Date of Award

12-4-2020

Document Type

Open Access Thesis

Degree Name

Bachelor of Arts (BA)

Department

English

First Advisor

Dr. Samuel Smith

Abstract

"There are very few things that will motivate a thirteen-year-old child who has grown up comfortably and surrounded by supermarkets to pick green beans and to pick them joyfully. Dusty bean plants covered in yellow beetle larvae and located beneath a glaring sun do not exactly inspire an adolescent (or any sane person, really) to caper and sing. Neither do interestingly mottled rashes on the forearms - which appear after extensive rummaging through bean leaves - encourage the picker to return readily to the task. When my parents bought the family farm from my grandparents, they had some idea (as I learned much later) of converting their four city-born teenage children into a posse of effective and willing farm hands.
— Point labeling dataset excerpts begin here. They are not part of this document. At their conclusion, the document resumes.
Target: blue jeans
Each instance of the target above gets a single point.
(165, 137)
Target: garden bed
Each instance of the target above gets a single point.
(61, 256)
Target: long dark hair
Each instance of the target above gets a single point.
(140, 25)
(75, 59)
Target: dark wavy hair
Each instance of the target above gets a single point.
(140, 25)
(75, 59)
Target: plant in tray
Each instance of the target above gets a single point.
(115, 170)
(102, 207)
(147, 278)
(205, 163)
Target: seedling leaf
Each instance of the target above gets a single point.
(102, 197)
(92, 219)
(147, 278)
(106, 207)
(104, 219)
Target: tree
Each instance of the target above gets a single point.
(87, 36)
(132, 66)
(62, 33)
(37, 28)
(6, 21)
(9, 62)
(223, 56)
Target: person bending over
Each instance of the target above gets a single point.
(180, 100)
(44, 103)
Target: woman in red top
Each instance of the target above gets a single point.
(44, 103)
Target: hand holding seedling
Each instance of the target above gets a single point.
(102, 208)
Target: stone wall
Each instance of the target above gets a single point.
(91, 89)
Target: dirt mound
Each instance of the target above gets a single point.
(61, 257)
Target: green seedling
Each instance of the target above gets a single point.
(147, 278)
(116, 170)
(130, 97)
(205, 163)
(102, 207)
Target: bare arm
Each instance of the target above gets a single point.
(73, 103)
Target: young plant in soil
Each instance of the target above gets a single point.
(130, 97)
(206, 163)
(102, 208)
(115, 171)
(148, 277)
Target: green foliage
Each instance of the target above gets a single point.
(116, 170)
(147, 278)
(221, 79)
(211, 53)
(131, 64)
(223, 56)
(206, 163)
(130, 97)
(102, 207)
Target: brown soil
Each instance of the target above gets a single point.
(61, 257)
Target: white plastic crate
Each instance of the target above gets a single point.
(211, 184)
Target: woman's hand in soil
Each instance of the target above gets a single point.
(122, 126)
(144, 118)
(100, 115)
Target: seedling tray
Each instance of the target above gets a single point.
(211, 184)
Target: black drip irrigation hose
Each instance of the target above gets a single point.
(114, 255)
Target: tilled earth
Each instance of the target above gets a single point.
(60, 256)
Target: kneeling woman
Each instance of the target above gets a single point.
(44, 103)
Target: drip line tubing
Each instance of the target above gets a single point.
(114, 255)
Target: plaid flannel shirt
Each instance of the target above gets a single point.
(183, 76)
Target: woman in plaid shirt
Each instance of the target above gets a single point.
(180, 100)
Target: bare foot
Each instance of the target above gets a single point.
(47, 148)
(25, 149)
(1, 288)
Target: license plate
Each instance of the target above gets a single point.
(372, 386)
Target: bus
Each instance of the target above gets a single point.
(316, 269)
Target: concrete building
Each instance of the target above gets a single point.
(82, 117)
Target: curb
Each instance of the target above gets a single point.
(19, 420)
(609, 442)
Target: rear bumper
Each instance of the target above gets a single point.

This pleasing vision, which was conceived with the best of intentions, failed to bear much fruit, and my parents, probably despairing of such machine-like family cohesion, contented themselves with occasionally asking us to pull miles of pickle vine out of the hay field or to pitchfork mounds of manure around the garden...."

Comments

This departmental honors project focuses on a sustainable community in the writings of authors like Henry David Thoreau, Wendell Berry, and Marilynne Robinson. Christine double majored in English and Spanish. Christine notes that her inspiration for her topic was “the predicament of my generation, which needs to find a way of living that is not so destructive to the environment. The task is immensely difficult, especially in modern American society where success is measured on a purely materialistic scale. I was also inspired by the dozens of small farmers in Southern Lancaster County, my own family included, who demonstrate many of the advantages and difficulties of implementing sustainable community.”